Sun, Jun. 16, 2024, 11.00 am | Elbphilharmonie, Recital Hall
Henri Tomasi: Concert champêtre for oboe, clarinet and bassoon
Francis Poulenc: Sonata for clarinet and piano
Francis Poulenc: Sonata for oboe and piano
Charles Koechlin: Sonata for bassoon and piano op. 71
Jean Françaix: Trio for oboe, bassoon and piano
Francis Poulenc: Trio for oboe, bassoon and piano
Oboe: Guilherme Filipe Sousa
Klarinette: Patrick Hollich
Fagott: José Silva
Klavier: Mario Häring
Guilherme Filipe Costa e Sousa was born in Coimbra, Portugal. He completed his bachelor of music in oboe performance after studies with Ricardo Lopes at the Escola de Música e Artes do Espectáculo in Porto. He then completed a master of music degree with Diethelm Jonas at the Lübeck Music Academy. Both as a soloist and chamber musician, Guilherme Sousa has won various competitions, including first prizes at the music competition of the Portuguese Radio RTP “Prémio Jovens Músicos” in the solo and chamber music category, the first prize at the National Wind Instrument Competition in Terras de La-Sallete, the second prize at the 51st Possehl Music Award and the third prize at the 5th Józef Ciepłucha International Oboe Competition in Łódź, Poland. In Portugal, he was named Musical Newcomer of the Year in 2013. From 2015 to 2017 he was a member of the orchestral academy of the Bavarian Radio Symphony Orchestra, performing concerts in Germany and abroad under conductors such as Mariss Jansons, Yannick Nézet-Séguin, Kent Nagano and Sir John Elliot Gardiner. In 2017 Guilherme Sousa was appointed associate principal oboe at the Duisburg Philharmonic Orchestra. He then became principal oboist of the Düsseldorf Symphonic Orchestra at the Deutsche Oper am Rhein from 2017 to 2020. In 2020 he won the position of principal oboist at the Hamburg Philharmonic State Orchestra.
Patrick Hollich studied at the Stuttgart Music Academy and attended numerous master courses. He won several major competitions. His career has taken him as a soloist to the Baden-Baden Philharmonic and the Bucharest Radio Orchestra, among others. He began his orchestral trajectory as a member of the National Youth Orchestra of Germany and, from 2013 onwards, held several guest positions as principal clarinettist, including at the Frankfurt Museum Orchestra and the Frankfurt Radio Symphony Orchestra. Since 2015 he has been associate principal clarinettist of the Hamburg Philharmonic State Orchestra.

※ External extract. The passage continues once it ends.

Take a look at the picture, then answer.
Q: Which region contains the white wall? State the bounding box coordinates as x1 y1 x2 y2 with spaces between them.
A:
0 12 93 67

José Silva, born in Barquisimeto, Venezuela, in 1995, started playing the bassoon at the age of nine as part of the education programme “El Sistema”. He gathered orchestral experience in various Venezuelan orchestras under conductors such as Gustavo Dudamel, Simon Rattle and Claudio Abbado. At the age of 15, he first toured Europe with the Teresa Carreño Youth Orchestra. In Caracas, he participated in master courses with Klaus Thunemann and Carlo Colombo, among others. From 2012 to 2017 he studied with Matthias Racz at the Zurich Academy of the Arts. José Silva was a member of the academy of the Bavarian State Orchestra and played as a substitute with the Tonhalle Orchestra in Zurich and the Dresden Philharmonic. He won prizes at the Concours National d’Exécution Musicale de Riddes and the Carl-Maria von Weber Bassoon Competition in Wroclaw. Since 2018 he has been principal bassoon of the Hamburg Philharmonic State Orchestra.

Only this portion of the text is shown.